Shuyu Wang (王沭予, b. 1998, China) is a contemporary artist working out of London and Beijing. He completed his Bachelor of Fine Arts degree from the Maryland Institute College of Art in 2021. He is currently pursuing a Master's degree in Sculpture at the prestigious Royal College of Art. His artworks have been exhibited on multiple occasions in both China and Europe.
Rooted in the tangible realm of existence, my artistic ethos navigates away from grandiloquent philosophical discourses, gravitating instead towards engaging with palpable social narratives and the intricate labyrinth of life's potentialities.
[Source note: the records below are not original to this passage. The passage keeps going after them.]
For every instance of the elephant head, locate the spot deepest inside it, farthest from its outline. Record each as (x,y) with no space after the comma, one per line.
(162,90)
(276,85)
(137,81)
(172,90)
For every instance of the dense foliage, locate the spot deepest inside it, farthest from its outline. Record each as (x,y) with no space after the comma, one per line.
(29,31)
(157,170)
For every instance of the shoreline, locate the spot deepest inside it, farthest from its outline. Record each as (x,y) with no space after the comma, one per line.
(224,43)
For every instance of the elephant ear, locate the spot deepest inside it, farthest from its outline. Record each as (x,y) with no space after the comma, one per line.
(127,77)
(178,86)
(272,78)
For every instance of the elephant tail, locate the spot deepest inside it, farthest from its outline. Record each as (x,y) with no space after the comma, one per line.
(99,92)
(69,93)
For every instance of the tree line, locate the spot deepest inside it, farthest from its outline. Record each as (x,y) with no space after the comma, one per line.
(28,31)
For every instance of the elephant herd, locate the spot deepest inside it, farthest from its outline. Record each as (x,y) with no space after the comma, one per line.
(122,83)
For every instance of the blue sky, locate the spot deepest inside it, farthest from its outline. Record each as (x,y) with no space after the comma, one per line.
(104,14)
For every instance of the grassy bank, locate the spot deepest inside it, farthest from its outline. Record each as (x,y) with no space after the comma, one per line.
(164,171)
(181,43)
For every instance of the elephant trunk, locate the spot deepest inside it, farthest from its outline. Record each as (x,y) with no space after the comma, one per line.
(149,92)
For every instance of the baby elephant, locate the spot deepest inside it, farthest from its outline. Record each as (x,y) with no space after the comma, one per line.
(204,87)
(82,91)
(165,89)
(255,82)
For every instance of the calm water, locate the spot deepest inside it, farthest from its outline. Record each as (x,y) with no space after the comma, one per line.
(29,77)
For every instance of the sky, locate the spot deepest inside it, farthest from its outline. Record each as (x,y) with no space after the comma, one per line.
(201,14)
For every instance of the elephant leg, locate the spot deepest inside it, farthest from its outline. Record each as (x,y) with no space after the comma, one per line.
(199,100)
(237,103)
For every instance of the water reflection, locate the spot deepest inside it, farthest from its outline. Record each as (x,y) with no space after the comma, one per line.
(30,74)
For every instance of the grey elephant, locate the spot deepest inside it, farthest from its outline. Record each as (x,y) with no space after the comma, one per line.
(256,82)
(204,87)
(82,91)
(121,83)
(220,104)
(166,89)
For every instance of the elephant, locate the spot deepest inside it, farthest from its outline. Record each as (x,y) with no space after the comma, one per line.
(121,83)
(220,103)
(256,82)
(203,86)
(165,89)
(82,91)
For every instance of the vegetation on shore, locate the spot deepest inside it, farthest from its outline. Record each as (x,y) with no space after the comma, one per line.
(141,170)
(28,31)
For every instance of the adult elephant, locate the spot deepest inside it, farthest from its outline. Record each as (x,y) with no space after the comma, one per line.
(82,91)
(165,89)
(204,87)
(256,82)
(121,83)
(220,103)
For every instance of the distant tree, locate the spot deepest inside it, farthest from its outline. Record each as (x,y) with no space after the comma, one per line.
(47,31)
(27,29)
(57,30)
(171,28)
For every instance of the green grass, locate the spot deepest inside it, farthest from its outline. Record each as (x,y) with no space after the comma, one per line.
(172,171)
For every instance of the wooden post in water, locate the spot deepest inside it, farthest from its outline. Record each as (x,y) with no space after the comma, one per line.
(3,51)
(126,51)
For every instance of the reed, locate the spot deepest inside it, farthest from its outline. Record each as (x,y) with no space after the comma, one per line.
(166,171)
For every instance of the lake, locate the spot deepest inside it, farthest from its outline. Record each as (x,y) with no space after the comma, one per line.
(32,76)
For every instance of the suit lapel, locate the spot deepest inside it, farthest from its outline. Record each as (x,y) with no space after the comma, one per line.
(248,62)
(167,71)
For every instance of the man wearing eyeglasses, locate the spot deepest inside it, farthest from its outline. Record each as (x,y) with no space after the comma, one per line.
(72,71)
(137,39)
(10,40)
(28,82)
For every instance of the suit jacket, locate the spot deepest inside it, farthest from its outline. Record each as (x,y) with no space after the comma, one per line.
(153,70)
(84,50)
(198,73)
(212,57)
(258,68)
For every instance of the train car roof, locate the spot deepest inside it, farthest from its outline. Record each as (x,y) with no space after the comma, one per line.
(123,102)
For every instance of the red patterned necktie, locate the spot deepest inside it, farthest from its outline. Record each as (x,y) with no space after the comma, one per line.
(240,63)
Particularly during this era, steeped in materialistic obsessions, I aspire to utilize my artistry as a catalyst, fomenting social consciousness and active participation while also artistically responding to the prevailing and future challenges and contradictions intrinsic to society.
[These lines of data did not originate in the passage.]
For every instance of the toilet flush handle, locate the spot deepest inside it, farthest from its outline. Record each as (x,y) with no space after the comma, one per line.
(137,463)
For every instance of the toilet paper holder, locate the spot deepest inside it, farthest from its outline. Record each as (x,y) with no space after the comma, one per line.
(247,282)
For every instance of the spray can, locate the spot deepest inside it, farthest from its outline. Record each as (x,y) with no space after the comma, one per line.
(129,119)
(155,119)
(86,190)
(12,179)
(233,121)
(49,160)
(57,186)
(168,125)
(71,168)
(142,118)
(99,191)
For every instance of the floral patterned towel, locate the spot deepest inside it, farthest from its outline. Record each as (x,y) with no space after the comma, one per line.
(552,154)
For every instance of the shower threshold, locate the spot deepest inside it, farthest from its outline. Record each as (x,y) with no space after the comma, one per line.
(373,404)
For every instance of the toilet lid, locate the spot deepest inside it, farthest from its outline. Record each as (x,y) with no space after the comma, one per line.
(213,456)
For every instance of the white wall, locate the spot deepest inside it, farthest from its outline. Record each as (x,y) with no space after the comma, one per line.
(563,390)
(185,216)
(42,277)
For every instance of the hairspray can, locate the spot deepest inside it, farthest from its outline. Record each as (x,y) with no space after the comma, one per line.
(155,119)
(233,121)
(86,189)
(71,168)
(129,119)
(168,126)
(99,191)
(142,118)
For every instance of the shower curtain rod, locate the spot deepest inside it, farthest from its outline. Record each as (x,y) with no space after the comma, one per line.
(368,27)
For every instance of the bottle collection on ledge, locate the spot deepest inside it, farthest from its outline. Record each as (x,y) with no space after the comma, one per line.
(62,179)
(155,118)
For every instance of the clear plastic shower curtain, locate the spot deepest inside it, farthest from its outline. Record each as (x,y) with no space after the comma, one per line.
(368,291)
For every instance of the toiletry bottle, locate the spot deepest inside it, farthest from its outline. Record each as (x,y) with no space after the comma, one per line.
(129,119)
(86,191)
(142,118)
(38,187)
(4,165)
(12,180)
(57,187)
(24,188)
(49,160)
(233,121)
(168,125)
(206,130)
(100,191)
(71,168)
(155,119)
My artistic exploration navigates a fine line between abstraction and concreteness, striving to employ intuitive materials and forms that manifest my perspectives. This approach aims to facilitate an uncomplicated deconstruction of my creations by the general public, enhancing their accessibility and ease of interpretation.
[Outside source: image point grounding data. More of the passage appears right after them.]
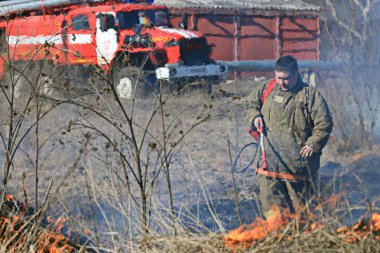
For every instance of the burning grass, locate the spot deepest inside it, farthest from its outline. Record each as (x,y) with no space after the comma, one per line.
(285,232)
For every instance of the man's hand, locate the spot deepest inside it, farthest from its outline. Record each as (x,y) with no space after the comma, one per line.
(306,151)
(258,122)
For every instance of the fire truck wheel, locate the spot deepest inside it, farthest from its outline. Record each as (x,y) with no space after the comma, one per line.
(129,83)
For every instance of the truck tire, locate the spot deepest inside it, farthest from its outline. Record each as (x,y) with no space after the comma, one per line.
(130,82)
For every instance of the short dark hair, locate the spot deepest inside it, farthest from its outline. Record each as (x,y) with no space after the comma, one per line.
(287,63)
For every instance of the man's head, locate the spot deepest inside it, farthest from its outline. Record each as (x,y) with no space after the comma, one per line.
(286,72)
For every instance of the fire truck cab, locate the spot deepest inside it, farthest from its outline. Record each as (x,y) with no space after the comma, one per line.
(111,35)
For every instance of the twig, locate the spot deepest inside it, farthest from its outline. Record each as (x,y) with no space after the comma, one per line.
(233,182)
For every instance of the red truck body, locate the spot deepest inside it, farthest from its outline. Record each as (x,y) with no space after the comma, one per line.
(96,33)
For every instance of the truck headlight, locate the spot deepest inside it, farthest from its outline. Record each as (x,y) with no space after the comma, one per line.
(172,72)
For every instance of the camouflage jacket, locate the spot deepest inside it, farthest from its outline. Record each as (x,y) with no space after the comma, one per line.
(292,119)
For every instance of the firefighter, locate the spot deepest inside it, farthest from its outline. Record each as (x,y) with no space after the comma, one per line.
(144,20)
(297,123)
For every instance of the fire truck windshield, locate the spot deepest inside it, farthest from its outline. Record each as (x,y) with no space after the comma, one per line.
(128,20)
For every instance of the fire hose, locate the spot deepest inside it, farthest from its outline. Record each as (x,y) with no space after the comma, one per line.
(255,144)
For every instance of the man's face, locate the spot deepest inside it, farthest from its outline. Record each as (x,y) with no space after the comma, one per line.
(286,80)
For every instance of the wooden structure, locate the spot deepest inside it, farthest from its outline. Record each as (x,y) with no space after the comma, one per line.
(252,29)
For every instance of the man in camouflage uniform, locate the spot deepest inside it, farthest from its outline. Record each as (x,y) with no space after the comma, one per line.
(297,124)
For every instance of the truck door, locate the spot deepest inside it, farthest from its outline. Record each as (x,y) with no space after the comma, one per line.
(79,41)
(106,37)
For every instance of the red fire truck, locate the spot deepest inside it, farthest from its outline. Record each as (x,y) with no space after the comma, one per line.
(118,37)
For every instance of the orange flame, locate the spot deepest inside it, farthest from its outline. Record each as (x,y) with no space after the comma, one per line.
(245,235)
(361,230)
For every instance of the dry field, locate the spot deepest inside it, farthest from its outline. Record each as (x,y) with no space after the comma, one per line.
(90,186)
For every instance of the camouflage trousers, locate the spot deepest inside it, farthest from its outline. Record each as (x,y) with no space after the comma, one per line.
(295,196)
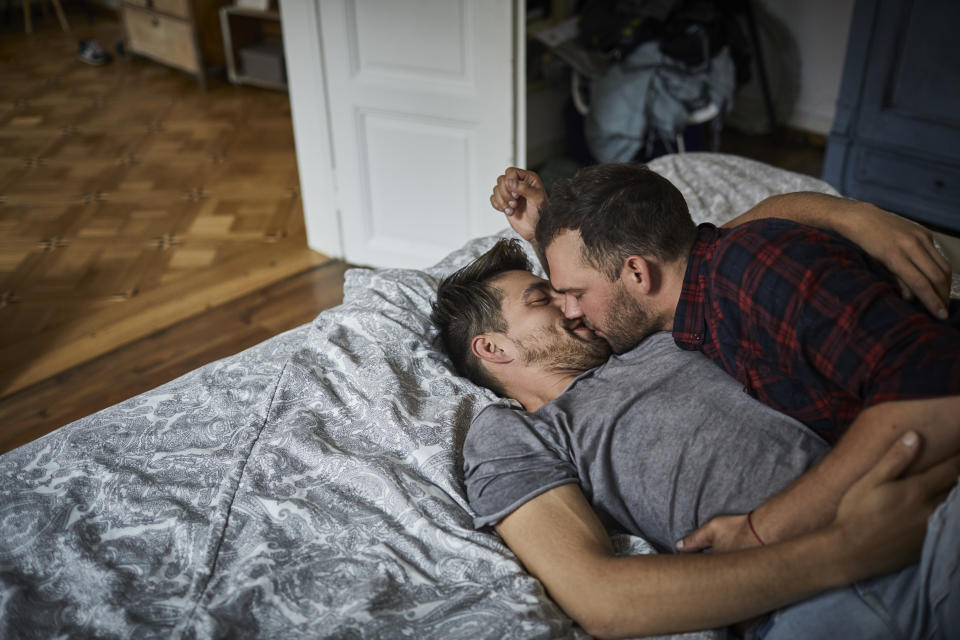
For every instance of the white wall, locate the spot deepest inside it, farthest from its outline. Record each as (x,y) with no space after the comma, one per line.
(820,29)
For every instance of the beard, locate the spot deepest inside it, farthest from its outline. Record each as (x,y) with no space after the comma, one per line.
(558,349)
(627,322)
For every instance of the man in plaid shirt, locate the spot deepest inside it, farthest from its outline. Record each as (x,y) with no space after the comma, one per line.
(805,320)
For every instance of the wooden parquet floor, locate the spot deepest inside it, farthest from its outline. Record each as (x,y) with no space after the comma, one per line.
(131,201)
(147,228)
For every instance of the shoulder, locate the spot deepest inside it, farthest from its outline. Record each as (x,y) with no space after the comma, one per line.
(778,232)
(502,430)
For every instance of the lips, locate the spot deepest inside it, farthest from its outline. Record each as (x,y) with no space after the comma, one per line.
(581,330)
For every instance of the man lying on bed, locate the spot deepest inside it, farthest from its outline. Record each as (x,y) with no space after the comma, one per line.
(654,459)
(803,319)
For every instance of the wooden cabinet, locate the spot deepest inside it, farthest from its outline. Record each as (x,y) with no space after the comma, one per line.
(184,34)
(896,136)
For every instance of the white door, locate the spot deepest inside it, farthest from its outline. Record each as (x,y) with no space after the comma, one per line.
(420,103)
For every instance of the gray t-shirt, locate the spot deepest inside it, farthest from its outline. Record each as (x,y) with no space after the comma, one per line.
(659,439)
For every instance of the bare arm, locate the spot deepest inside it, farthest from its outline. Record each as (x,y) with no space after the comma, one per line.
(904,247)
(879,528)
(812,500)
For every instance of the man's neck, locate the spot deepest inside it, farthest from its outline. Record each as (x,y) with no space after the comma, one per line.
(671,287)
(537,388)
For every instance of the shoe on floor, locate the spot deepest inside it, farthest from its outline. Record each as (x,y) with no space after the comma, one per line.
(92,53)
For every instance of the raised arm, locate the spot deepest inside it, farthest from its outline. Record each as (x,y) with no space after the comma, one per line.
(519,194)
(879,528)
(904,247)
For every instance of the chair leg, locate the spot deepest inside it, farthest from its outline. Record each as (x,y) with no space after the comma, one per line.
(62,18)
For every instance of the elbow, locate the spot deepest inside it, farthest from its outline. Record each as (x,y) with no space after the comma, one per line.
(599,619)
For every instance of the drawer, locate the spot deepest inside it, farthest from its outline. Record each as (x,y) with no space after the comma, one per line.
(922,177)
(177,8)
(162,38)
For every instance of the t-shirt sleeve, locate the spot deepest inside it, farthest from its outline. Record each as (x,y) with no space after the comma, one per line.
(511,457)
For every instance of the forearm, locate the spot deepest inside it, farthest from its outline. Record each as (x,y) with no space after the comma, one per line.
(561,541)
(646,595)
(812,500)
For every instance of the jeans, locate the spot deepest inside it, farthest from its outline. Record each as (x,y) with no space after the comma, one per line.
(921,601)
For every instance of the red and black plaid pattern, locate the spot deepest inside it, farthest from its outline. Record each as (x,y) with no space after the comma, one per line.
(810,324)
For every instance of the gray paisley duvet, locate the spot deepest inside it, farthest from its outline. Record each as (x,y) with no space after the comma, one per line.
(309,487)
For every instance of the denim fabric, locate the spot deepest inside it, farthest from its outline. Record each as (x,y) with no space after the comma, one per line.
(919,602)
"Snailman," examines the contemporary youth's perception of happiness in a fast paced and demanding society. It raises questions about the origin of happiness,
whether it stems from personal desires or external expectations. The work uses self deprecation, irony, and figurative imagery to critique the unhealthy state of existence
experienced by many young people today. The snail shell covered in gold leaf and
mirrors represents the influence of capital and the importance of self-reflection in
finding one's identity
Size:L: 96CM, W:40CM, H:65CM
Upon my initial engagement with "Shan Hai Jing", I found myself questioning the veracity of the creatures delineated within its pages. The origins and authorship of this text, however, have proven elusive to substantiate.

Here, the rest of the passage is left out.